CIMB’s decision to sell half of its international brokerage operation to China Galaxy Securities is an interesting step that tells us just how much China is expected to dominate the entire region’s financial services in years ahead.
Why would CIMB, whose CIMB Securities International business holds the group’s ex-Malaysia stockbroking businesses in Indonesia, Singapore, Thailand, Hong Kong, South Korea, the UK and the US, choose to sell half of the operation?
Not for the money. It is true that the bank has pledged to cut costs. But the S$167 million ($120 million) price for 50% of the business, representing 1.3 times consolidated net asset value, is pretty inconsequential for a bank that is doing just fine financially. Its first-quarter results to March 31, 2017 showed a record quarterly net profit of RM1.18 billion ($277 million), up 43.7% year-on-year on a pre-tax basis. The bank’s common equity tier-1 ratio stood at a healthy 11.3% at the end of December 2016 and has been moving upwards.
One could argue that it is a low-return business. International banks are exiting Asian brokerage left, right and centre, and in January CLSA CEO Jonathan Slone, who runs the biggest pure-play brokerage left in the region, described the intense difficulties involved in keeping the business profitable. “It is a viable business, but it needs to be sized correctly and it needs to be supported by other cash registers that you can monetize,” he told Euromoney.
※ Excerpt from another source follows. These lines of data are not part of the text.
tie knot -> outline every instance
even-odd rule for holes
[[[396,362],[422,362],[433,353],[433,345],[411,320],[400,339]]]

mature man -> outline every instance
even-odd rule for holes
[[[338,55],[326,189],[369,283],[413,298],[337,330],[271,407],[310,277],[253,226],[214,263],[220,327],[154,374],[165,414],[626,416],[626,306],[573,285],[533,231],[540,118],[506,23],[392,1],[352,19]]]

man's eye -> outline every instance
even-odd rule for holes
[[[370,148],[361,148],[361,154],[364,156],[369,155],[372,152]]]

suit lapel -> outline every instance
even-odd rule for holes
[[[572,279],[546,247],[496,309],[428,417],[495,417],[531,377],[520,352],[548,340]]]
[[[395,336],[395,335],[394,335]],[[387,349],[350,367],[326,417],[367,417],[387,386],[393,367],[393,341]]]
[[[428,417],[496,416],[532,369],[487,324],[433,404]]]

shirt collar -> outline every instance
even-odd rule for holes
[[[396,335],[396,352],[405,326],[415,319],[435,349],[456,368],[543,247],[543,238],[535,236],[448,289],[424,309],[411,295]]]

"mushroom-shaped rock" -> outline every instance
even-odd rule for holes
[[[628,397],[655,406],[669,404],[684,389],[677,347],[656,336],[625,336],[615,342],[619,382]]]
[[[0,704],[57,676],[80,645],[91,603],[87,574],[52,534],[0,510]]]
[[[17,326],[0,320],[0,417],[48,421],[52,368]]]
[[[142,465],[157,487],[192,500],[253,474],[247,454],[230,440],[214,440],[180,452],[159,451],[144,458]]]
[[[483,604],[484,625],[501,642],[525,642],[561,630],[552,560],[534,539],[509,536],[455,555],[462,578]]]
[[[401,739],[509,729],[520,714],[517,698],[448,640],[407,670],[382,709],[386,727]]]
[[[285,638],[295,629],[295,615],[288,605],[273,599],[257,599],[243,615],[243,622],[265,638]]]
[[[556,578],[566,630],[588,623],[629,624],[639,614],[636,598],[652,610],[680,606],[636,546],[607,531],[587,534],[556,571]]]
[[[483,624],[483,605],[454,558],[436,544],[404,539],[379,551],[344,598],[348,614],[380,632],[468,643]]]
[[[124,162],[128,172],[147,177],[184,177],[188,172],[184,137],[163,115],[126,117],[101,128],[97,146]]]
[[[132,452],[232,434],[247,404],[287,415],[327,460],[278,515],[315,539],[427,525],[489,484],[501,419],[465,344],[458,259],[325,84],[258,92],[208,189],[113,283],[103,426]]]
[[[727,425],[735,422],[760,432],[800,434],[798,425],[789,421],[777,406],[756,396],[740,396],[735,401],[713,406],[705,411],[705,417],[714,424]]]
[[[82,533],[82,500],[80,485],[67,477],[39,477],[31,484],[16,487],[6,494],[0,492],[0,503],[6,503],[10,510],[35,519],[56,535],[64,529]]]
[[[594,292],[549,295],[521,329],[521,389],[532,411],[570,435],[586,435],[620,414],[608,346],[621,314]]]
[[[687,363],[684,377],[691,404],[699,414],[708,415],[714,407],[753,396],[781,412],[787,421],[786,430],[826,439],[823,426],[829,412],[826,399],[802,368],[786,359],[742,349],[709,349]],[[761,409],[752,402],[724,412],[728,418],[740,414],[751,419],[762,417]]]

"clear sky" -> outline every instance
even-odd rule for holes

The CLSA example is instructive because CIMB-China Galaxy fits into the theme epitomized by Citic Securities’ purchase of CLSA: Chinese domestic securities houses seeking to go global through acquisition or partnership with an international house.
And this is where we see a coincidence of interests that makes sense of the deal. China Galaxy has to buy into an existing business because it is very hard for a mainland institution to build multi-jurisdiction strength from scratch across institutional and retail brokerage, equities research and other securities businesses, which is what it is getting through CIMB.
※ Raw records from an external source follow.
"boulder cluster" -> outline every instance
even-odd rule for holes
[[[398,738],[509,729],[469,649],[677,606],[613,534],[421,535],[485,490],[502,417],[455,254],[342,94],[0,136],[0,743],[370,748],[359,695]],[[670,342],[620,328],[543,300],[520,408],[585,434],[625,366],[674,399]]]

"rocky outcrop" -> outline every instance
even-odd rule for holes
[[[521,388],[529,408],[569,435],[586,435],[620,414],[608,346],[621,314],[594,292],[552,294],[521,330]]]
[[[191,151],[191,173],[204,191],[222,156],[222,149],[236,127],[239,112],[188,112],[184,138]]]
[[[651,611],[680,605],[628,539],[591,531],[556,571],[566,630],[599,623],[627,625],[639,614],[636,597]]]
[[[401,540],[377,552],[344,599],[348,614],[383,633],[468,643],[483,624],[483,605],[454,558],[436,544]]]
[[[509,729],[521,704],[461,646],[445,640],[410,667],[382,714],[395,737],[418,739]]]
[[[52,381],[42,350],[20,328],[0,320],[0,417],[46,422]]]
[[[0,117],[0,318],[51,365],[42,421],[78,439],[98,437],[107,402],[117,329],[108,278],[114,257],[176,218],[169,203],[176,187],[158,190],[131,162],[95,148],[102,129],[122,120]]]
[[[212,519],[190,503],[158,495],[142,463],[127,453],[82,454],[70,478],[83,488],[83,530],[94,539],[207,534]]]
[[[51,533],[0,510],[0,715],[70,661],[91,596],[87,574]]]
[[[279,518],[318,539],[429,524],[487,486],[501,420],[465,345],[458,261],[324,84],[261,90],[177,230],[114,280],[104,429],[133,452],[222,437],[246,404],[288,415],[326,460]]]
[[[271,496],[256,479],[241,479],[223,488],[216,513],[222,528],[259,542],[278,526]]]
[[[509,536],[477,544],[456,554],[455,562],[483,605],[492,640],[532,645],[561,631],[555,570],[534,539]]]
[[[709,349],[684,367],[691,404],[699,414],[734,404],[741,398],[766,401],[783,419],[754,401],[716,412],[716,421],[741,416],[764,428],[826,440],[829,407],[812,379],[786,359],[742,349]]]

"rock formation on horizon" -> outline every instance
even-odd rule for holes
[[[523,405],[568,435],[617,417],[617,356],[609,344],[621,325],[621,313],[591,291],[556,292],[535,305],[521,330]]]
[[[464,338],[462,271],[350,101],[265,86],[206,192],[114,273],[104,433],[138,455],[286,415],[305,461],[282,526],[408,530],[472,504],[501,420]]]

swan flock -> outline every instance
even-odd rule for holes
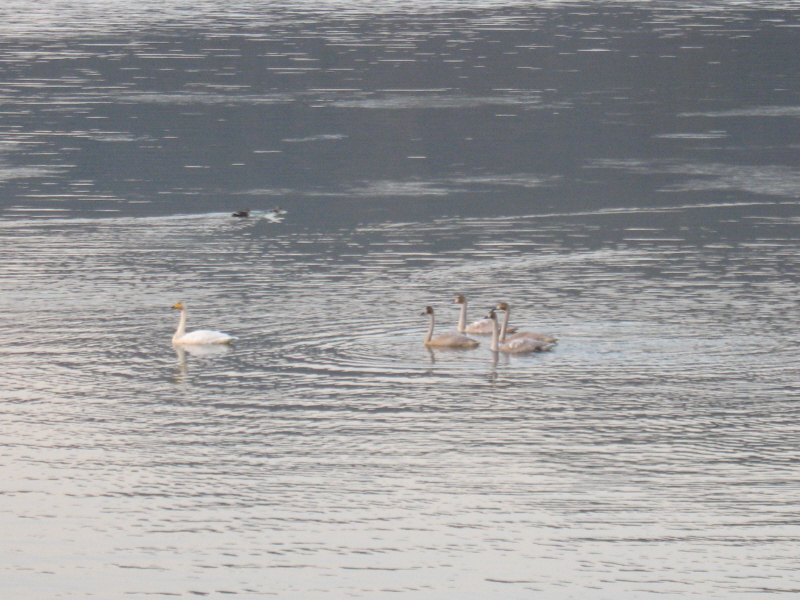
[[[508,324],[511,308],[507,302],[501,302],[495,308],[490,309],[483,319],[469,325],[467,325],[466,297],[458,296],[453,303],[461,305],[457,326],[458,333],[442,333],[434,336],[434,310],[433,307],[426,306],[421,314],[427,316],[430,319],[430,323],[423,344],[428,347],[440,348],[475,348],[480,342],[464,335],[464,333],[474,333],[491,334],[492,340],[490,349],[492,352],[506,352],[509,354],[544,352],[550,350],[555,345],[555,337],[534,331],[519,331],[507,337],[507,333],[516,331],[516,329],[509,327]],[[178,302],[172,308],[181,311],[178,328],[175,330],[175,335],[172,336],[172,343],[175,346],[230,344],[238,339],[236,336],[210,329],[196,329],[186,333],[186,303]],[[502,326],[498,323],[497,314],[495,313],[496,310],[504,313]]]
[[[489,313],[483,318],[467,325],[467,298],[466,296],[458,296],[453,300],[453,304],[460,304],[461,311],[458,317],[458,333],[443,333],[434,337],[434,312],[433,308],[426,306],[422,311],[423,315],[428,315],[430,318],[430,325],[428,327],[428,334],[425,336],[423,343],[426,346],[440,346],[450,348],[474,348],[479,344],[465,333],[472,334],[490,334],[492,341],[490,349],[492,352],[506,352],[509,354],[520,354],[524,352],[544,352],[553,348],[556,338],[546,333],[538,333],[535,331],[519,331],[516,328],[509,327],[508,321],[511,317],[511,308],[507,302],[501,302],[495,308],[489,310]],[[497,322],[496,310],[502,311],[504,314],[503,325],[500,326]],[[513,333],[507,337],[508,333]]]

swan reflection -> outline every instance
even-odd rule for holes
[[[189,366],[186,360],[186,355],[191,354],[198,358],[213,358],[215,356],[222,356],[223,354],[230,354],[233,348],[224,344],[215,344],[208,346],[184,346],[182,344],[173,344],[175,354],[178,356],[178,381],[186,379],[189,375]]]
[[[428,354],[430,354],[431,364],[435,365],[436,364],[436,354],[434,353],[433,348],[431,348],[430,346],[425,346],[425,350],[427,350]]]
[[[180,355],[181,351],[183,351],[183,355],[191,354],[192,356],[221,356],[223,354],[229,354],[233,351],[233,348],[228,345],[223,344],[215,344],[215,345],[208,345],[208,346],[184,346],[184,345],[176,345],[175,351],[178,352]]]

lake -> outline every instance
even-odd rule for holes
[[[0,6],[3,598],[796,594],[798,64],[786,2]],[[426,347],[459,294],[558,343]]]

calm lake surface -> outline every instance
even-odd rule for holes
[[[2,598],[796,595],[798,65],[794,2],[4,2]],[[556,348],[427,349],[458,294]]]

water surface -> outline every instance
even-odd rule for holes
[[[4,598],[796,593],[797,17],[4,4]]]

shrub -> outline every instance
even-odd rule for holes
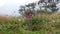
[[[22,20],[22,26],[30,31],[37,31],[43,28],[46,20],[42,17],[34,16],[30,21]]]

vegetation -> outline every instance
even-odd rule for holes
[[[4,18],[4,19],[3,19]],[[2,21],[1,21],[2,19]],[[60,13],[34,16],[32,21],[17,17],[0,17],[1,34],[60,34]],[[30,24],[30,25],[28,25]]]
[[[38,4],[41,2],[45,1],[39,1]],[[55,11],[50,12],[47,10],[48,5],[43,10],[41,7],[35,10],[35,5],[21,6],[19,13],[22,16],[0,16],[0,34],[60,34],[60,12],[55,12],[54,8]]]
[[[59,0],[40,0],[37,3],[30,3],[25,6],[20,6],[19,13],[24,14],[25,12],[32,11],[34,14],[37,13],[38,10],[43,10],[41,12],[56,12],[59,8],[57,8],[57,4]],[[37,8],[37,6],[39,8]]]

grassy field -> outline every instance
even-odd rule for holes
[[[36,21],[39,22],[39,25],[36,24],[38,27],[35,27],[37,29],[35,31],[26,30],[26,28],[29,29],[30,27],[26,26],[23,17],[7,18],[6,16],[0,16],[0,34],[60,34],[60,13],[44,14],[32,20],[34,24],[30,27],[35,26]]]

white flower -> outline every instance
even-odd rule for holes
[[[18,21],[21,21],[21,19],[18,19]]]

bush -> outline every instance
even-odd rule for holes
[[[34,16],[30,21],[22,20],[21,23],[23,28],[30,31],[37,31],[43,28],[46,20],[43,17]]]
It is a decent business, too, performing solidly in Asiamoney’s brokers poll in Indonesia, Singapore and Thailand, plus of course Malaysia.
CIMB, in turn, sees that any successful regional brokerage operation has to be linked in some way to trends involving mainland China, specifically the movement of capital from it to the outside world. CIMB’s statement confirming the deal speaks of China’s Belt and Road Initiative and says the venture will be well-placed to capitalize on China outbound M&A, China-Asean cross border investments and infrastructure funding.
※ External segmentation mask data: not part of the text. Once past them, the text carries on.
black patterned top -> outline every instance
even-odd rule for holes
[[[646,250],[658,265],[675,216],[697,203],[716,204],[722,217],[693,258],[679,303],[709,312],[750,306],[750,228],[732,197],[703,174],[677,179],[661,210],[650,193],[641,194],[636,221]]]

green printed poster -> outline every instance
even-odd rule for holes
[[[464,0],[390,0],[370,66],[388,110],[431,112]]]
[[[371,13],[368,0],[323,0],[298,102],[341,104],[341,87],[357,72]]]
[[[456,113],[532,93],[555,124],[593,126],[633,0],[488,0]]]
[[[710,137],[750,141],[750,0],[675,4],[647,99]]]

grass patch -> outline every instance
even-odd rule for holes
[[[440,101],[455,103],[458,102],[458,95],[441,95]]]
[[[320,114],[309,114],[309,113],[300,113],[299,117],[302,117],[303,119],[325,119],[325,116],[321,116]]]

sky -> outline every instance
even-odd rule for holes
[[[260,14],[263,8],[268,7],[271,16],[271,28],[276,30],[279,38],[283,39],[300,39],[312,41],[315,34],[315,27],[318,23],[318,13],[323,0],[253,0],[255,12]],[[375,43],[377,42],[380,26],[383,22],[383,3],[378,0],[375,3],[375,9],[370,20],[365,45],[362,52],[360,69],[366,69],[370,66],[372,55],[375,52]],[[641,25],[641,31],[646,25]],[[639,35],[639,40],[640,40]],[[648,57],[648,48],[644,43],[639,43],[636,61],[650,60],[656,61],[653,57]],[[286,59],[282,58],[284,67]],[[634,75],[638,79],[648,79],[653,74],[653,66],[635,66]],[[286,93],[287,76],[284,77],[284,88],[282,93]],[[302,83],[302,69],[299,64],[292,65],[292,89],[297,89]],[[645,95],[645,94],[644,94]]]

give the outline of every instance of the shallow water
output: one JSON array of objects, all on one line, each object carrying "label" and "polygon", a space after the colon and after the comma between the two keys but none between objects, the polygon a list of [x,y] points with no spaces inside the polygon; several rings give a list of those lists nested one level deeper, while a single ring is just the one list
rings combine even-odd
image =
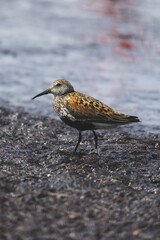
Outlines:
[{"label": "shallow water", "polygon": [[1,105],[54,116],[57,78],[159,132],[158,0],[0,1]]}]

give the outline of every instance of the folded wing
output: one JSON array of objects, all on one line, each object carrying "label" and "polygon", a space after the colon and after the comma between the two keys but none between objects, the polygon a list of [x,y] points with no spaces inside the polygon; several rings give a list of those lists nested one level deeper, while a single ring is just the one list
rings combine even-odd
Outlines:
[{"label": "folded wing", "polygon": [[138,117],[119,113],[97,99],[74,92],[69,98],[69,111],[80,121],[106,124],[139,122]]}]

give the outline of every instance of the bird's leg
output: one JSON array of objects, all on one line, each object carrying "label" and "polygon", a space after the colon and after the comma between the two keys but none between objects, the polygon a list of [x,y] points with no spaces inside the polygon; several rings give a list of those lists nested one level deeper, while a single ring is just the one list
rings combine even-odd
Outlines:
[{"label": "bird's leg", "polygon": [[77,142],[77,145],[76,145],[76,147],[75,147],[75,149],[74,149],[75,152],[77,151],[77,148],[78,148],[81,140],[82,140],[82,134],[81,134],[81,131],[79,131],[78,142]]},{"label": "bird's leg", "polygon": [[93,130],[92,132],[93,132],[93,134],[94,134],[95,148],[97,149],[98,137],[97,137],[97,134],[96,134],[96,132],[95,132],[94,130]]}]

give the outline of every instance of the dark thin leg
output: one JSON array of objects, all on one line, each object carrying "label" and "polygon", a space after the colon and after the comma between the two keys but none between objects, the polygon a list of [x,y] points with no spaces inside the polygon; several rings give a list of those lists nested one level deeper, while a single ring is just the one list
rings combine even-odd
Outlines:
[{"label": "dark thin leg", "polygon": [[82,134],[81,134],[81,131],[79,131],[78,142],[77,142],[77,145],[76,145],[76,147],[75,147],[75,149],[74,149],[75,152],[77,151],[77,148],[78,148],[81,140],[82,140]]},{"label": "dark thin leg", "polygon": [[94,130],[93,130],[92,132],[93,132],[93,134],[94,134],[95,148],[97,149],[98,137],[97,137],[97,134],[96,134],[96,132],[95,132]]}]

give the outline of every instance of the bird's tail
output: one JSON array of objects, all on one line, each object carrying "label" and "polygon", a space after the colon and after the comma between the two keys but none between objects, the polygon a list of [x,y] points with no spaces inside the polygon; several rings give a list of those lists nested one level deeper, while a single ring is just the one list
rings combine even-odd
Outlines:
[{"label": "bird's tail", "polygon": [[122,121],[124,121],[124,122],[140,122],[138,117],[130,116],[130,115],[124,115],[124,117],[122,117]]},{"label": "bird's tail", "polygon": [[115,112],[110,119],[109,118],[107,119],[107,123],[113,124],[126,124],[131,122],[140,122],[140,120],[136,116],[131,116],[118,112]]},{"label": "bird's tail", "polygon": [[112,120],[107,119],[107,121],[92,122],[92,124],[95,129],[111,129],[115,128],[118,125],[125,125],[132,122],[140,122],[140,120],[136,116],[117,114],[112,117]]}]

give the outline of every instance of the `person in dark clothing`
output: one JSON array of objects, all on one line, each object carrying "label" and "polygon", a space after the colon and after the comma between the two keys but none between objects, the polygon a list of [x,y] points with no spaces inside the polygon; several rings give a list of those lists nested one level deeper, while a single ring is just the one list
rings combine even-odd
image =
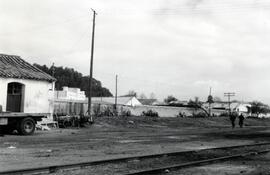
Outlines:
[{"label": "person in dark clothing", "polygon": [[243,128],[243,125],[244,125],[244,119],[245,119],[245,117],[244,117],[243,114],[241,113],[240,116],[239,116],[239,126],[240,126],[240,128]]},{"label": "person in dark clothing", "polygon": [[230,114],[230,120],[232,123],[232,128],[235,127],[235,119],[236,119],[236,115],[235,114]]}]

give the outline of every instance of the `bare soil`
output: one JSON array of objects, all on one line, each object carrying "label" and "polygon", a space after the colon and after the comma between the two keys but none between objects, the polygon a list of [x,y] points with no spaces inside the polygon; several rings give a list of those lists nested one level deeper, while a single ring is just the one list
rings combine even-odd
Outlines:
[{"label": "bare soil", "polygon": [[[0,137],[0,171],[263,141],[270,141],[270,119],[248,118],[244,128],[232,129],[226,117],[102,117],[85,128]],[[269,156],[247,160],[245,164],[241,164],[242,160],[225,162],[197,167],[191,174],[210,174],[212,171],[212,174],[237,174],[242,171],[242,174],[248,174],[259,172],[259,169],[267,173],[267,162]],[[260,164],[260,167],[251,164]],[[188,169],[183,173],[188,174]],[[78,171],[76,174],[85,172]]]}]

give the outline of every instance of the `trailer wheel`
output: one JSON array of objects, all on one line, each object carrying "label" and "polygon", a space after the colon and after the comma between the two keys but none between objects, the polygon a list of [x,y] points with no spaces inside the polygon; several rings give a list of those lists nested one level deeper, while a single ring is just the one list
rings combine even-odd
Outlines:
[{"label": "trailer wheel", "polygon": [[35,121],[32,118],[24,118],[20,121],[18,132],[22,135],[31,135],[34,133],[35,127]]}]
Basically, regional brokerage businesses are going to have a hard time surviving without a little help. And China’s state-directed ambition to build its financial services competence internationally, in order to help with the reallocation of Chinese capital over the coming decades, requires an alliance with existing multinational businesses. It is a marriage that makes some sense and is likely to be followed by a sale of half of CIMB’s home-base Malaysian brokerage business in due course.
Tengku Dato’ Sri Zafrul Aziz, the CEO of CIMB Group, says CIMB’s stockbroking business “will effectively be repositioned as a pure play broker with the client base of a universal Asean bank.”
He says the deal represents “the embracing of a new paradigm for the stockbroking business,” which is another way of saying that selling half of it to China allows it to survive in a viable form.